Ayant appris le sectionnement du câble haute tension qui a causé la mort à des dizaines des personnes le mercredi 2 février 2022 au marché Matadi Kibala dans la commune de Mont-Ngafula, la Société Nationale d’Electricité (SNEL) a diligentée une équipe qui est vite intervenue pour établir le constat. Mais qu’est-ce qui est à la base de cet incident ? Quelles sont les mesures prises pour sécuriser la zone affectée ? Et comment éviter un tel incident ? Pour répondre à ces questions, la rédaction de Geopolis  est allée à la rencontre du Directeur du département de transport à la SNEL qui a avant tout reconnu que le pays est en deuil. Et a exprimé toute sa compassion aux familles explorées.

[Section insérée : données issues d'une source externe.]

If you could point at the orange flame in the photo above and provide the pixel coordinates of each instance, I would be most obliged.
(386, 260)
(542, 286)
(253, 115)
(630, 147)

Thierry Kapesa, responsable de ce département, a soutenu que la SNEL s’aligne derrière les autorités du pays qui se sont ressaisie pour faire face à cette tragédie tout en appelant au respect des textes qui régentent le pays. Ci-dessous, découvrez l’intégralité de l’interview qu’il a accordé à la rédaction.

Djodjo Mulamba (DM)/ Monsieur Thierry Kapesa, vous êtes Directeur du département de transport à la SNEL. Pouvez-vous nous dire comment s’organise le transport du courant dans votre société ?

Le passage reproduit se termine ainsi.